The following can be used here as descriptive variables:
- the pulse amplitude $y_0 = y(t = 0)$,
- the equivalent pulse duration (defined via the rectangle with the same area):
- $$\Delta t = t_1 + t_2,$$
- the rolloff factor (in the time domain) with comparable definition as $r_f$:
- $$r_t = \frac{ {t_2 - t_1 }}{ {t_2 + t_1 }}.$$
Let $y_0 = 4\,\text{V}$, $\Delta t = 1\,\text{ms}$ and $r_t = 0.5$.
Hints:
- This exercise belongs to the chapter Fourier Transform Laws.
- Use the Vertauschungssatz and the Similarity Theorem.

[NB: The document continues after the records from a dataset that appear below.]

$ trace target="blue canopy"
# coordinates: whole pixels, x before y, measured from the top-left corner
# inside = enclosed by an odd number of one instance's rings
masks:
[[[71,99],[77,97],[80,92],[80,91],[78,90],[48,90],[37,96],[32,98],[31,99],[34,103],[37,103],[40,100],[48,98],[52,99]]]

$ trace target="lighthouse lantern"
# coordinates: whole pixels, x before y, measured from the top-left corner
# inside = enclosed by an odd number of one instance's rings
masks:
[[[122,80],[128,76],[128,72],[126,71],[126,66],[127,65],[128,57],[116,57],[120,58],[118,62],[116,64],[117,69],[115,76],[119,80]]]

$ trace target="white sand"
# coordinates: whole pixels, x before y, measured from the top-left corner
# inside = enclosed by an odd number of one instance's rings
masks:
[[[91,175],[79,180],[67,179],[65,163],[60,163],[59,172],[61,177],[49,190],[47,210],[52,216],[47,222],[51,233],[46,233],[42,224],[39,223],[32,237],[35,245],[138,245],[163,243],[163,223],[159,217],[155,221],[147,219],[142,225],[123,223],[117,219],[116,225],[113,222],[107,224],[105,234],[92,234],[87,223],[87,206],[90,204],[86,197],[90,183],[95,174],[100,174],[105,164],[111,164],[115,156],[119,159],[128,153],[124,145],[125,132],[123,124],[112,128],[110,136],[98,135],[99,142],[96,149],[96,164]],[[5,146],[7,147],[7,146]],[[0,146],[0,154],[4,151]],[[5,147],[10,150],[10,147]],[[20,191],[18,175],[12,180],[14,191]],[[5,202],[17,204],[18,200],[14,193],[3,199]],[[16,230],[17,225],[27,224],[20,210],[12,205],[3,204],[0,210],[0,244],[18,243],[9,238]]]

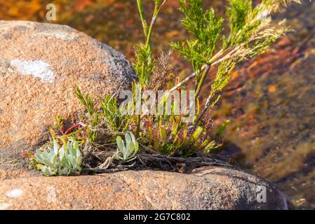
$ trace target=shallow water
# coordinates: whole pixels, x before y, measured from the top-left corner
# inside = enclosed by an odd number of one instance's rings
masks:
[[[143,38],[135,1],[6,0],[0,3],[0,19],[47,22],[45,8],[51,1],[58,6],[55,22],[83,31],[133,60],[133,46]],[[295,209],[314,209],[315,4],[304,4],[277,16],[287,17],[296,32],[238,67],[215,116],[232,120],[223,154],[276,185]],[[211,4],[223,11],[224,1]],[[187,36],[177,7],[177,1],[169,0],[157,21],[156,52]],[[177,57],[173,65],[181,76],[191,70]]]

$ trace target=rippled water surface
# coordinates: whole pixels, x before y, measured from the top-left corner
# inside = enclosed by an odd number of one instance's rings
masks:
[[[0,2],[0,19],[46,22],[51,2],[58,6],[55,22],[83,31],[133,60],[133,46],[143,38],[135,1],[6,0]],[[208,2],[223,12],[225,1]],[[276,16],[286,17],[296,32],[237,68],[215,116],[232,120],[224,154],[276,185],[295,209],[315,209],[315,4],[303,2]],[[157,21],[156,52],[187,35],[179,25],[177,7],[177,1],[169,0]],[[173,62],[181,76],[190,71],[177,57]]]

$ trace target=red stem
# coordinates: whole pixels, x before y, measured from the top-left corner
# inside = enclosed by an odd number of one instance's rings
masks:
[[[76,125],[74,126],[71,127],[70,128],[69,128],[65,132],[65,134],[63,134],[62,135],[67,135],[67,134],[68,134],[69,132],[70,132],[71,130],[76,129],[79,127],[81,126],[80,124]]]

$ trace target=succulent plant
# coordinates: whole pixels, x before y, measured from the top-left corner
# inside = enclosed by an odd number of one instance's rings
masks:
[[[118,150],[114,156],[116,160],[128,162],[137,158],[135,154],[139,149],[139,144],[136,141],[135,136],[131,132],[125,134],[125,140],[126,145],[120,136],[116,139]]]
[[[82,155],[76,141],[68,141],[60,148],[56,140],[53,146],[41,151],[37,149],[35,160],[43,174],[46,176],[69,175],[81,171]]]

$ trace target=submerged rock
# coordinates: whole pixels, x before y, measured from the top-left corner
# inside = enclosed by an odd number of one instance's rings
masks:
[[[43,141],[57,115],[74,122],[82,110],[74,85],[103,94],[134,78],[123,55],[74,29],[0,21],[0,167]]]
[[[0,180],[3,209],[288,209],[283,195],[266,181],[222,167],[191,174],[146,170]]]

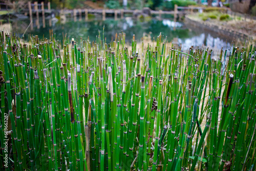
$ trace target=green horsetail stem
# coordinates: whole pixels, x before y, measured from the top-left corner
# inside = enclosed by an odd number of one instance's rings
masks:
[[[2,33],[0,168],[255,169],[256,47]]]

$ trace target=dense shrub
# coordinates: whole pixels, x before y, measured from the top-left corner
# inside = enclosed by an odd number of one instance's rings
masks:
[[[223,20],[229,18],[229,15],[228,14],[222,14],[220,17],[220,20]]]
[[[251,8],[251,12],[252,15],[256,15],[256,5]]]
[[[204,12],[212,12],[215,11],[219,11],[219,12],[225,12],[227,10],[226,9],[220,7],[209,7],[206,8],[204,10]]]
[[[110,0],[106,3],[106,8],[109,9],[119,9],[120,4],[118,1]]]
[[[229,8],[229,4],[223,4],[223,6],[225,6],[226,7]]]
[[[185,0],[173,0],[172,1],[166,1],[164,3],[163,10],[173,10],[174,5],[177,4],[179,7],[187,7],[189,5],[197,5],[197,3],[192,1]]]
[[[209,15],[209,18],[211,19],[217,19],[217,16],[214,14]]]

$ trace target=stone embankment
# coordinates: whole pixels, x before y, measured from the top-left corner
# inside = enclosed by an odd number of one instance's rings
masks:
[[[254,28],[256,21],[253,19],[228,22],[209,19],[203,21],[195,15],[187,15],[184,22],[189,26],[216,32],[230,40],[243,42],[246,40],[250,43],[254,43],[256,41],[256,30]]]

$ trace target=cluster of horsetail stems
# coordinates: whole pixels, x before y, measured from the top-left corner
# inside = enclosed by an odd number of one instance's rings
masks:
[[[254,170],[255,47],[125,38],[0,34],[0,169]]]

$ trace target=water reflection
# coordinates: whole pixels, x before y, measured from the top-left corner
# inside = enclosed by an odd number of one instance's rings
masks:
[[[80,18],[79,16],[78,16]],[[187,48],[191,46],[215,47],[218,49],[223,47],[224,49],[230,46],[230,40],[227,41],[224,38],[219,37],[218,35],[198,28],[189,28],[183,23],[175,22],[172,19],[163,19],[159,20],[153,18],[149,20],[134,19],[131,17],[124,17],[122,19],[115,20],[114,18],[106,17],[105,20],[102,18],[93,18],[86,21],[86,18],[81,18],[74,21],[74,18],[66,17],[65,15],[53,18],[46,18],[46,28],[42,25],[37,29],[34,26],[33,29],[28,29],[25,39],[28,39],[29,34],[38,35],[39,37],[49,37],[49,29],[52,29],[55,38],[62,42],[67,33],[68,38],[80,38],[87,40],[89,36],[91,41],[95,41],[99,32],[102,38],[103,27],[104,26],[104,36],[106,42],[115,39],[116,33],[123,31],[125,33],[125,40],[131,42],[133,34],[139,40],[143,34],[151,34],[151,37],[156,37],[161,32],[163,37],[167,36],[167,40],[172,42],[174,38],[178,38],[178,42],[182,44],[182,46]],[[39,23],[42,23],[42,18]],[[33,21],[34,23],[35,23]],[[12,24],[12,30],[21,37],[29,25],[29,20],[17,20]]]

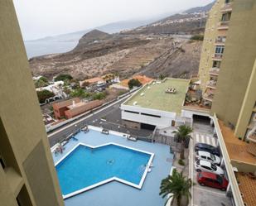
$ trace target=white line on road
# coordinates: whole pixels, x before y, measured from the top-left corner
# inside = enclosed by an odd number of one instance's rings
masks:
[[[94,115],[94,114],[97,114],[97,113],[99,113],[104,111],[104,109],[107,109],[107,108],[112,107],[113,105],[114,105],[114,104],[116,104],[116,103],[119,103],[119,102],[122,102],[122,101],[124,100],[125,98],[128,98],[128,97],[130,97],[132,94],[133,94],[133,93],[131,93],[131,94],[129,94],[129,95],[128,95],[128,96],[125,96],[124,98],[120,98],[119,100],[118,100],[118,101],[116,101],[116,102],[114,102],[114,103],[113,103],[109,104],[107,107],[103,108],[101,108],[101,109],[99,109],[99,110],[98,110],[98,111],[96,111],[96,112],[94,112],[92,114],[89,114],[89,115],[88,115],[88,116],[86,116],[86,117],[83,117],[83,118],[81,118],[81,119],[79,119],[79,120],[74,122],[73,123],[68,124],[67,126],[65,126],[65,127],[62,127],[62,128],[60,128],[60,129],[59,129],[59,130],[57,130],[57,131],[52,132],[52,133],[50,134],[50,135],[48,135],[48,138],[51,137],[52,137],[52,136],[54,136],[54,135],[56,135],[56,134],[57,134],[57,133],[59,133],[60,132],[61,132],[61,131],[63,131],[63,130],[65,130],[66,128],[69,128],[69,127],[72,127],[72,126],[74,126],[74,125],[75,125],[75,124],[77,124],[77,123],[79,123],[79,122],[82,122],[82,121],[84,121],[84,120],[85,120],[85,119],[87,119],[87,118],[92,117],[92,116]]]
[[[196,185],[194,186],[194,189],[199,189],[204,192],[207,192],[207,193],[211,193],[211,194],[218,194],[218,195],[221,195],[221,196],[225,196],[225,192],[215,192],[207,189],[204,189],[204,188],[200,188],[199,185]]]

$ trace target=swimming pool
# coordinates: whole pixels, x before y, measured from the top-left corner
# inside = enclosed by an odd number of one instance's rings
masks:
[[[56,164],[63,198],[113,180],[141,189],[153,156],[112,142],[98,146],[79,143]]]

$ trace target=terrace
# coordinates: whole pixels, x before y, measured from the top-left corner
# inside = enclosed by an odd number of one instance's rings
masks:
[[[75,139],[71,138],[65,145],[62,154],[53,154],[54,161],[58,162],[78,144],[89,145],[93,148],[113,142],[133,150],[153,153],[152,170],[147,172],[141,189],[114,180],[65,199],[65,204],[66,206],[163,205],[166,199],[162,199],[158,194],[161,180],[170,174],[172,165],[173,155],[170,154],[169,146],[141,141],[132,141],[124,137],[123,133],[110,131],[109,135],[105,135],[99,132],[100,130],[99,127],[89,126],[89,132],[80,132],[75,135]],[[95,151],[94,151],[94,155],[95,155]],[[117,161],[115,162],[117,163]],[[133,163],[130,162],[129,164]],[[123,166],[125,168],[125,165]],[[108,171],[104,167],[99,167],[99,172],[108,174]]]
[[[189,79],[181,79],[152,81],[142,88],[124,104],[180,114],[189,83]],[[167,90],[170,88],[176,89],[176,93],[167,93]]]

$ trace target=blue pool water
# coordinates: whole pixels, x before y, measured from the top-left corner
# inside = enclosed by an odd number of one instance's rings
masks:
[[[150,157],[150,154],[112,144],[94,149],[80,145],[56,165],[62,194],[111,177],[139,184]]]

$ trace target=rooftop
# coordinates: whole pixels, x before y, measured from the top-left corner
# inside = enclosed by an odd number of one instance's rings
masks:
[[[138,90],[124,104],[181,113],[189,83],[189,79],[172,78],[162,82],[153,81]],[[166,93],[171,88],[176,89],[176,93]]]
[[[139,80],[139,82],[141,84],[142,84],[142,85],[146,84],[147,83],[150,83],[152,80],[152,79],[147,77],[145,75],[143,75],[143,76],[135,75],[135,76],[133,76],[133,78],[131,78],[131,79],[137,79],[138,80]],[[128,83],[131,79],[126,79],[122,80],[120,82],[120,84],[123,87],[128,87]]]
[[[226,127],[222,121],[219,120],[219,125],[230,160],[245,164],[256,165],[256,157],[248,152],[249,144],[236,137],[234,132]]]
[[[256,205],[256,180],[250,177],[249,174],[237,173],[239,180],[239,189],[243,194],[244,202],[247,206]]]

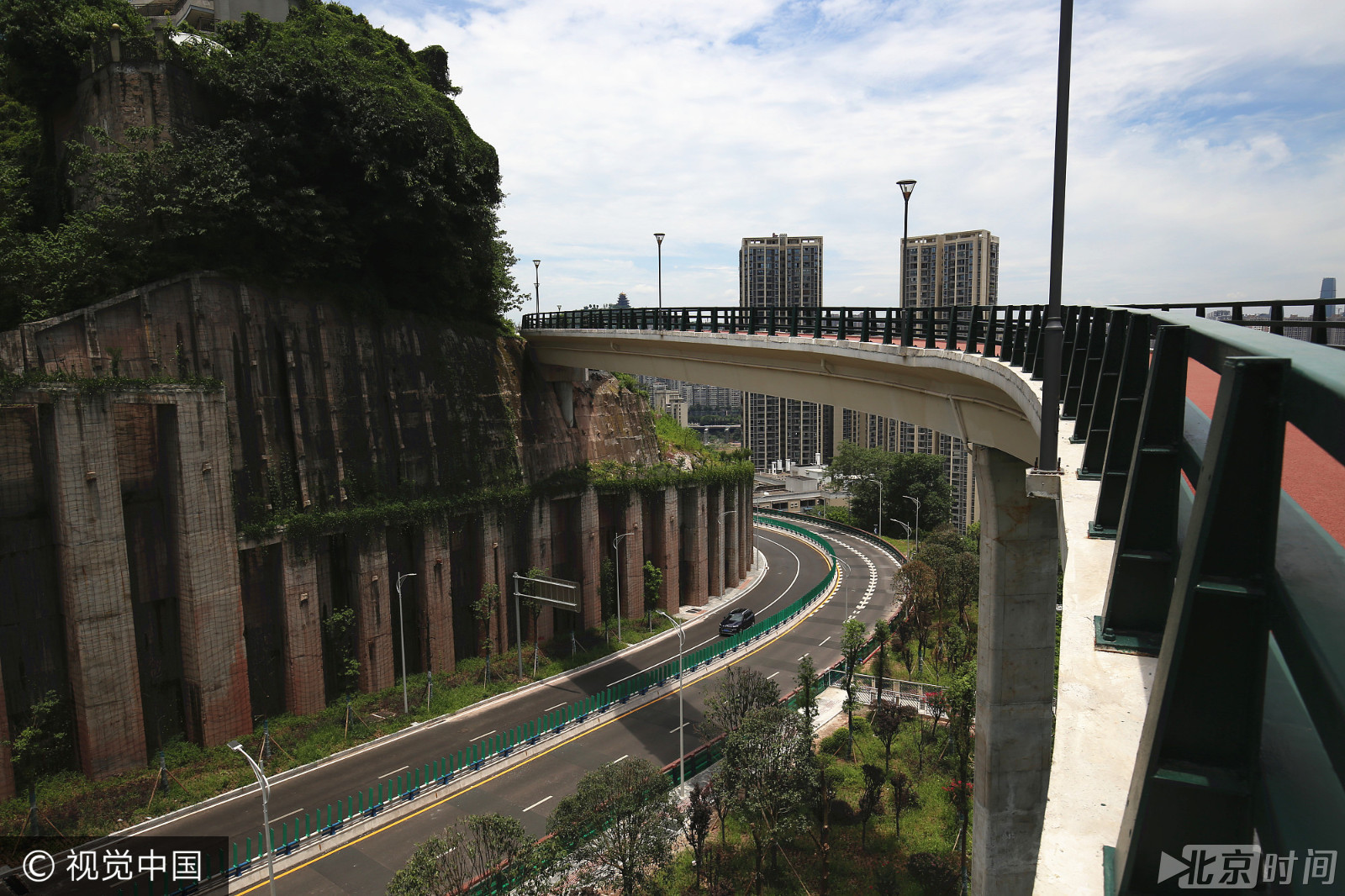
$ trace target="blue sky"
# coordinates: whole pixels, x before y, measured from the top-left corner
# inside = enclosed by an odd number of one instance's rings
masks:
[[[356,1],[443,44],[543,309],[736,304],[742,237],[826,239],[824,301],[911,234],[1001,238],[1045,301],[1059,7],[1029,0]],[[1345,277],[1345,4],[1080,1],[1065,301],[1315,297]],[[527,309],[531,311],[529,301]]]

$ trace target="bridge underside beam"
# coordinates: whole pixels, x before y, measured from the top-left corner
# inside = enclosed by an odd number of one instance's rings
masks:
[[[1036,390],[1017,371],[979,355],[722,332],[534,330],[527,339],[545,365],[843,405],[990,445],[1025,463],[1037,456]]]
[[[981,609],[971,892],[1029,896],[1050,779],[1060,541],[1024,463],[976,445]]]

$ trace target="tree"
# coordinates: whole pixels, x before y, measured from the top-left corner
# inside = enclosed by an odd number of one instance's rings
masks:
[[[443,896],[473,881],[486,892],[504,892],[529,874],[531,852],[533,839],[516,818],[468,815],[418,845],[393,874],[387,896]]]
[[[491,654],[495,652],[495,638],[491,635],[491,623],[499,609],[500,587],[495,583],[482,585],[482,596],[472,603],[472,615],[479,623],[480,644],[486,651],[486,683],[491,683]]]
[[[886,619],[873,623],[873,640],[878,646],[878,661],[873,667],[873,677],[877,679],[878,693],[874,696],[874,705],[882,702],[882,679],[888,674],[888,642],[892,640],[892,626]]]
[[[530,566],[529,570],[525,573],[527,578],[537,578],[545,574],[546,570],[542,569],[541,566]],[[529,584],[529,588],[533,587],[534,585]],[[538,643],[542,638],[541,630],[537,627],[537,623],[542,618],[542,611],[546,609],[546,604],[543,604],[541,600],[537,600],[535,597],[523,597],[522,604],[523,604],[523,611],[527,613],[527,622],[533,627],[533,678],[537,678],[537,655],[539,652]],[[519,650],[522,648],[523,648],[522,644],[519,644]]]
[[[327,635],[327,658],[331,663],[332,683],[342,694],[354,693],[359,685],[359,659],[355,652],[355,611],[350,607],[334,609],[323,620]]]
[[[841,657],[845,659],[845,712],[846,729],[850,731],[850,756],[854,757],[854,667],[863,658],[863,648],[868,642],[863,623],[858,619],[847,619],[841,626]]]
[[[808,736],[812,736],[812,722],[818,717],[818,670],[812,665],[812,654],[799,659],[799,673],[794,682],[799,686],[798,709],[808,720]]]
[[[882,786],[886,774],[870,763],[859,767],[863,774],[863,792],[859,794],[859,849],[869,848],[869,819],[882,807]]]
[[[710,805],[710,786],[693,784],[686,811],[682,813],[682,833],[695,862],[695,888],[701,889],[701,874],[705,864],[705,841],[710,835],[710,819],[714,809]]]
[[[808,826],[804,810],[816,774],[808,725],[785,706],[755,709],[725,739],[724,764],[733,768],[734,809],[752,833],[760,893],[761,860],[769,856],[773,869],[776,846]]]
[[[671,858],[678,829],[667,776],[643,759],[608,763],[584,775],[546,822],[592,884],[615,876],[623,896],[633,896]]]
[[[659,608],[659,597],[663,592],[663,570],[652,561],[644,561],[644,612],[648,616],[648,628],[654,631],[654,611]]]
[[[905,772],[892,772],[892,826],[896,829],[896,841],[901,841],[901,813],[919,807],[920,794],[916,792],[915,782]]]
[[[24,164],[34,214],[0,204],[15,225],[0,245],[0,330],[200,268],[453,320],[518,307],[499,159],[453,101],[441,47],[413,52],[335,3],[157,47],[122,0],[5,0],[4,91],[50,118],[113,23],[122,61],[186,73],[200,112],[153,151],[98,153],[74,184],[102,171],[124,188],[93,204],[70,200],[50,149]],[[227,52],[206,48],[219,44]]]
[[[15,783],[22,790],[36,787],[43,778],[70,761],[70,710],[61,696],[48,690],[28,708],[28,724],[4,741],[11,751]]]
[[[705,721],[699,731],[706,740],[730,735],[748,713],[780,701],[780,689],[756,669],[729,666],[705,696]]]
[[[829,467],[834,486],[850,492],[850,513],[865,529],[882,519],[896,518],[912,529],[916,526],[916,505],[907,495],[920,500],[921,530],[937,529],[948,521],[952,510],[952,490],[943,468],[943,456],[898,453],[881,448],[859,448],[842,443]],[[882,480],[882,507],[878,507],[878,486]]]
[[[901,733],[901,726],[915,718],[916,710],[912,706],[902,706],[892,700],[880,700],[869,713],[869,724],[873,733],[882,741],[882,766],[892,768],[892,741]]]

- You can check your results using the two interactive applets Impulses and Spectra sowie Frequenzgang und Impulsantwort .
Questions
Solution
- $$\Delta f = f_1 + f_2 \hspace{0.15 cm}\underline{= 4\;{\rm{kHz}}}{\rm{.}}$$
- For the rolloff factor holds:
- $${ {r_f = }}\frac{ {f_2 - f_1 }}{ {f_2 + f_1 }}\hspace{0.15 cm}\underline{ = 0.5}.$$
(2) The maximum value of the pulse $x(t)$ occurs at time $t = 0$ :
- $$x_0 = x(t = 0) = X_0 \cdot \Delta f \hspace{0.15 cm}\underline{= 4\, \text{V}}.$$
- At time $t = T = 1/\Delta f$ applies due to $\text{si}(\pi) = 0$:
- $$x( {t = T} ) = x_0 \cdot {\mathop{\rm si}\nolimits} ( {\rm{\pi }} ) \cdot {\mathop{\rm si}\nolimits} ( { { {\rm{\pi }}}/{2}} )\hspace{0.15 cm}\underline{ = 0}.$$
- Also at all multiples of $T$ $x(t)$ exhibits zero crossings. At time $t = T/2$ holds:
- $$x( {t = T/2} ) = x_0 \cdot {\mathop{\rm si}\nolimits} ( { { {\rm{\pi }}}/{2}} ) \cdot {\mathop{\rm si}\nolimits}( { { {\rm{\pi }}}/{4}} ) = x_0 \cdot \frac{ { 1 \cdot \sqrt 2 /2}}{ { {\rm{\pi /}}2 \cdot {\rm{\pi /4}}}} = x_0 \cdot \frac{ {4 \cdot \sqrt 2 }}{ { {\rm{\pi }}^{\rm{2}} }} \hspace{0.15 cm}\underline{= 2.293\;{\rm{V}}}{\rm{.}}$$
(3) The time function associated with the trapezoidal spectrum $X(f)$ is according to the specification:
- $$x( t ) = X_0 \cdot \Delta f \cdot {\mathop{\rm si}\nolimits} ( { {\rm{\pi }} \cdot \Delta f \cdot t} ) \cdot {\mathop{\rm si}\nolimits} ( { {\rm{\pi }} \cdot r_f \cdot \Delta f \cdot t} ).$$
- Since both $X(f)$ and $x(t)$ are real and, moreover, $y(t)$ is of the same form as $X(f)$ , we obtain, taking into account all equivalences for the spectral function of the trapezoidal pulse:
- $$Y( f ) = y_0 \cdot \Delta t \cdot {\mathop{\rm si}\nolimits} ( { {\rm{\pi }} \cdot \Delta t \cdot f} ) \cdot {\mathop{\rm si}\nolimits} ( { {\rm{\pi }} \cdot r_t \cdot \Delta t \cdot f} ).$$
- In particular, holds:
- $$Y( {f = 0} ) = y_0 \cdot \Delta t \hspace{0.15 cm}\underline{= 4 \;{\rm{mV/Hz}}}{\rm{,}}$$
- $$Y( {f = 0.5\;{\rm{kHz}}} ) = y_0 \cdot \Delta t \cdot {\mathop{\rm si}\nolimits} ( {{ {\rm{\pi }}}/{2}} ) \cdot {\mathop{\rm si}\nolimits} ( {{ {\rm{\pi }}}/{4}} ) \hspace{0.15 cm}\underline{= 2.293 \;{\rm{mV/Hz}}}{\rm{,}}$$
- $$Y( {f = 1\;{\rm{kHz}}} ) = y_0 \cdot \Delta t \cdot {\mathop{\rm si}\nolimits} ( {\rm{\pi }} ) \cdot {\mathop{\rm si}\nolimits} ( {{ {\rm{\pi }}}/{2}} )\hspace{0.15 cm}\underline{ = 0}\;{\rm{.}}$$
(4) The spectral value at frequency $f = 0$ is not changed:
- $$Y_0 = y_0 \cdot \Delta t \hspace{0.15 cm}\underline{= 4 \,\rm{mV/Hz}}.$$
- But since the time function is now only half as wide, the spectrum widens by a factor of $2$:
- $$Y( {f = 1\;{\rm{kHz}}} ) = Y_0 \cdot {\mathop{\rm si}\nolimits} ( {{ {\rm{\pi }}}/{2}} ) \cdot {\mathop{\rm si}\nolimits} ( {{ {\rm{\pi }}}/{4}} ) \hspace{0.15 cm}\underline{= 2.293\,{\rm{mV/Hz}}}{\rm{.}}$$
- In subtask (3) this spectral value occurred at the frequency $f = 0.5\,\rm{kHz}$ aufgetreten.